We may not pass Hate Speech Bill – Ahmed Lawan

The Senate gives six months scorecard.

Ahmed Lawan, president of the Senate, has assured Nigerians that the obnoxious Hate Speech Bill will not be passed if the majority of Nigerians do not want it. He gave this assurance on Monday at Abuja in a press briefing where he gave account of the Ninth Senate’s stewardship in the past six months.

Lawan had reaffirmed that the Ninth Senate will only make laws that work for Nigerians. He was asked to reconcile that to the Hate Speech Bill that seeks to gag the social media, which has passed second reading in the Red Chamber. “The bill is not going to be passed without public hearing. I want to assure you that the preponderance of public opinion will determine the fate of the bill.”

He said that the Senate had been very active in the past six months, providing support for expected good governance “and its record compares favourably to any other before it in the history of our nation.”

Ahmed Ibrahim Lawan Photo
Ahmed Ibrahim Lawan

The ninth Senate has passed six Bills into law, four of them members’ bills. The first of these bills is the Deep Off-shore and Inland Basin Production Sharing Contracts Act CAP D3 LFN 2004 (Amendment Bill, 2019.) The Bill was promptly signed into law by President Muhammadu Buhari on November 4, 2019.

Lawan says “The passage and signing of this law demonstrates what two institutions can achieve when they are guided in their actions by patriotism. This law will significantly increase accruals to the government from crude oil contracts. It has also ended our years of inexplicable failure to call in returns due to us from our joint venture partners. As a result of this law, we have expanded a critical revenue stream and ensured more funds will flow into the treasury that will enable the government to execute its budgets and critical developmental projects.”

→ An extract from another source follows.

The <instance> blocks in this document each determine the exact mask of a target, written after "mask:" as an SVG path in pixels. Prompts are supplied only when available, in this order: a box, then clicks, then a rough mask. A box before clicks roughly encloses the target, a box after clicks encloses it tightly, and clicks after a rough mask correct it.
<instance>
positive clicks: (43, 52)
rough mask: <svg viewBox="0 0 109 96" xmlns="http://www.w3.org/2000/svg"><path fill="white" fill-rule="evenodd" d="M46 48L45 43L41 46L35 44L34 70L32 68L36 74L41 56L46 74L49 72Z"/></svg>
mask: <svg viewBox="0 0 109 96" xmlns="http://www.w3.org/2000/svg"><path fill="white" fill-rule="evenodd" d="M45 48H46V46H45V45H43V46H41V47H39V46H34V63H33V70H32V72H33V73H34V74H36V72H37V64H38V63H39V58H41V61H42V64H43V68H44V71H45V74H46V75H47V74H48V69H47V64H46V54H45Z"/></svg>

The two executive bills passed are the Appropriation Bill 2020 and the Finance Bill 2019. The Finance Bill 2019, passed on November 21, 2019, amended seven existing tax and fiscal policy laws  (Companies Income Tax Act, 2004; Value Added Tax Act, 2007; Customs and Excise Tariff (Consolidation) Act, 2004; Personal Income Tax Act, 2007; Capital Gains Tax Act, 2007; Stamp Duties Act, 2007; and Petroleum Profit Tax Act, 2004).

The reform of Nigeria’s tax system is to enhance its implementation and effectiveness.  This would create an enabling business environment and reduce the tax burden for Micro, Small and Medium Enterprises (MSMEs). 

The objectives of the amendments include:

(i) Promoting fiscal equity by mitigating instances of regressive taxation;

(ii) Reforming domestic tax laws to align with global best practices;

(iii) Introducing tax incentives for investment in infrastructure and capital markets;

(iv) Supporting small businesses in line with on-going “Ease of Doing Business Reforms” and;

(v)  Raising revenues for the Government.

The Finance Bill also provides a framework for the 2020 Budget.

For the Appropriation Bill, Lawan explained, “We also promptly passed the Appropriation Bill in line with our commitment to changing the current unhealthy and unpredictable budget cycle to a January to December fiscal calendar. This structural change and the prompt passage of the Appropriation Bill will give the government a full year to implement the budget. We believe this measure will enhance planning, implementation, and monitoring of the budget by the relevant organs and agencies and significantly improve our annual budget performance.”

The three other bills passed are the Public Procurement Act 2007 (Amendment) Bills, 2019; which sanitized the public procurement process and curtailed the incidence and influence of corruption.

Aside from the six bills that were passed,  Lawan said 185 Bills have also gone through first reading in the ninth Senate, while 32 other Bills have passed second reading and are now undergoing the necessary further legislative processes at the relevant Senate Committees.

Asked what he thinks of the federal character principle enshrined in the constitution and why the Senate is watching the President repeatedly breach this in his appointments, Lawan said he believed in the principle and has observed it in the engagement of his aides. He explained that nobody has written any petition of the breach of the principle to the Senate.